Background picture: Umweltbundesamt
A unique habitat
Antarctica has been a source of fascination since it was discovered. Adventurers set off to explore the icy continent, seal hunters ventured into this unknown world seeking valuable furs. In 1911, the Norwegian Roald Amundsen and the Briton Robert Falcon Scott raced to the South Pole, a race which cost Scott and his team their lives. To this day, the South Pole has not lost its fascination. Every year, more and more tourists travel to this dream destination on cruise ships. And these days scientists spend the winter in the research stations around Antarctica and it does not even strike us as unusual. Many people consider Antarctica to be our planet’s last remaining wilderness. It stretches across the continent of Antarctica and the Southern Ocean. The continent of Antarctica alone has a coastline which is 32,000 kilometres long. A broad band of polar ice forms around it in winter more or less doubling the continent’s size. In summer, this polar ice melts. Thus the ice limit shifts throughout the year reaching into the ocean and then drawing back.

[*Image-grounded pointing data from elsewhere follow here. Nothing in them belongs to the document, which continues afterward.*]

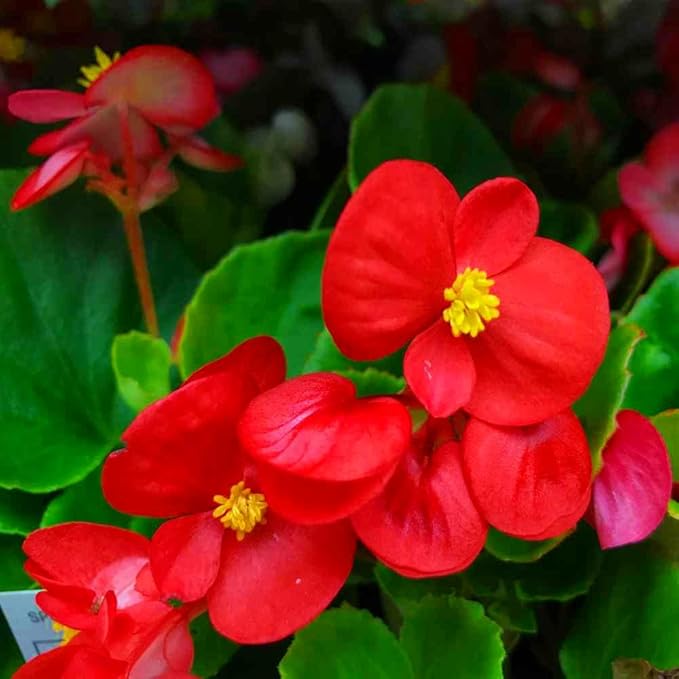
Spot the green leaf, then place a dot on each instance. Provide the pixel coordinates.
(656, 359)
(212, 219)
(325, 356)
(513, 614)
(12, 574)
(508, 548)
(631, 612)
(67, 291)
(372, 382)
(569, 223)
(599, 405)
(450, 637)
(83, 501)
(20, 512)
(564, 573)
(345, 643)
(406, 592)
(639, 270)
(627, 668)
(270, 287)
(141, 365)
(212, 650)
(424, 123)
(328, 213)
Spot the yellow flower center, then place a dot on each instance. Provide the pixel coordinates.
(12, 46)
(470, 303)
(241, 511)
(68, 633)
(93, 71)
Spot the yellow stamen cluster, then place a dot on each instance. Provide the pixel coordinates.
(68, 633)
(470, 303)
(12, 46)
(93, 71)
(241, 511)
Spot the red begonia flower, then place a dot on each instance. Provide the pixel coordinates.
(506, 325)
(97, 587)
(58, 172)
(125, 98)
(148, 640)
(264, 576)
(650, 189)
(533, 482)
(631, 492)
(79, 563)
(432, 517)
(425, 522)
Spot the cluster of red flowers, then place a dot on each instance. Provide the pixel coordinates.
(266, 483)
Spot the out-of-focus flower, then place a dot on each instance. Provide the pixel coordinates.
(432, 518)
(506, 325)
(618, 225)
(650, 189)
(631, 492)
(115, 123)
(232, 68)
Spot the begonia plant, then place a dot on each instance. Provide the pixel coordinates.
(415, 417)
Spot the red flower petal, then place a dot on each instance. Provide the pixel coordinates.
(440, 370)
(72, 662)
(314, 426)
(71, 606)
(101, 130)
(97, 557)
(168, 86)
(425, 522)
(197, 152)
(309, 502)
(389, 259)
(185, 555)
(525, 480)
(494, 224)
(55, 174)
(279, 578)
(259, 359)
(662, 153)
(632, 490)
(46, 106)
(653, 205)
(183, 450)
(541, 353)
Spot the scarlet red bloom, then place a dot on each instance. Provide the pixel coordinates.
(432, 518)
(506, 325)
(264, 575)
(650, 189)
(99, 590)
(634, 485)
(125, 98)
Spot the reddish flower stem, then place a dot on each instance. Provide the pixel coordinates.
(133, 233)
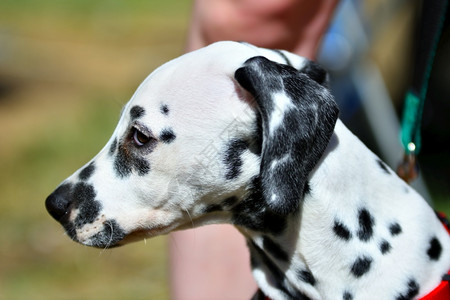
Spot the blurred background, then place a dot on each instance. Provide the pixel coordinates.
(67, 68)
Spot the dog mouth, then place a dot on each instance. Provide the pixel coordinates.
(112, 235)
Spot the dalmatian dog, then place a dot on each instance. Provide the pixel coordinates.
(232, 133)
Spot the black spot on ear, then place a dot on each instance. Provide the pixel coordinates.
(164, 109)
(84, 199)
(361, 266)
(230, 201)
(412, 290)
(435, 249)
(385, 247)
(83, 192)
(136, 112)
(167, 136)
(383, 166)
(274, 249)
(395, 229)
(142, 166)
(342, 231)
(306, 276)
(87, 172)
(232, 158)
(113, 147)
(347, 296)
(314, 71)
(366, 223)
(212, 208)
(307, 189)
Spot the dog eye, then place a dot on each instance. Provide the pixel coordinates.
(140, 139)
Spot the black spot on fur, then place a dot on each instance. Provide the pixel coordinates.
(87, 172)
(385, 247)
(83, 192)
(280, 53)
(84, 199)
(412, 290)
(383, 166)
(111, 234)
(342, 231)
(263, 79)
(435, 249)
(366, 223)
(274, 249)
(167, 136)
(307, 189)
(347, 296)
(361, 266)
(164, 109)
(126, 161)
(88, 212)
(395, 229)
(306, 276)
(136, 112)
(113, 147)
(232, 158)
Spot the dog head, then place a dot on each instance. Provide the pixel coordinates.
(193, 140)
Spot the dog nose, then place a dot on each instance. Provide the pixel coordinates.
(57, 204)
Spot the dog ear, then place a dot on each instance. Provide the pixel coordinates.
(298, 118)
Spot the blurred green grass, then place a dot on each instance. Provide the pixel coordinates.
(66, 69)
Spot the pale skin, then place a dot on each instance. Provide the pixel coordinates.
(213, 262)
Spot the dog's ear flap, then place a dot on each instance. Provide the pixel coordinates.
(298, 118)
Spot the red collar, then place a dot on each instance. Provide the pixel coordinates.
(442, 291)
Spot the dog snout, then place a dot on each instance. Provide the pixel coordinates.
(58, 202)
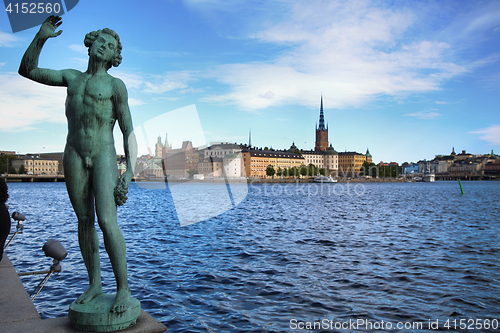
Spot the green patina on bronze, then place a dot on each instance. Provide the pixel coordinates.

A continent of superlatives
The huge area around the South Pole is a region of extremes and records. The Antarctic ice cap is the Earth’s largest connected ice mass with a depth ranging from zero to almost 5000 metres. What is more, with 2500 metres Antarctica is the world’s highest continent in terms of average elevation. Antarctica is the driest, windiest and coldest place on Earth. The lowest ever temperature reading was recorded in July 1983 on Russia’s Vostok station when the thermometer read minus 89.2 degrees Celsius. The very low temperatures in Antarctica are basically due to the low level of solar radiation. In the southern winter (when it is summer in the northern hemisphere), the South Pole is tipped away from the sun, meaning it is dark around the clock. In the southern summer, the high reflection levels of the snow (albedo) mean that the region barely warms up.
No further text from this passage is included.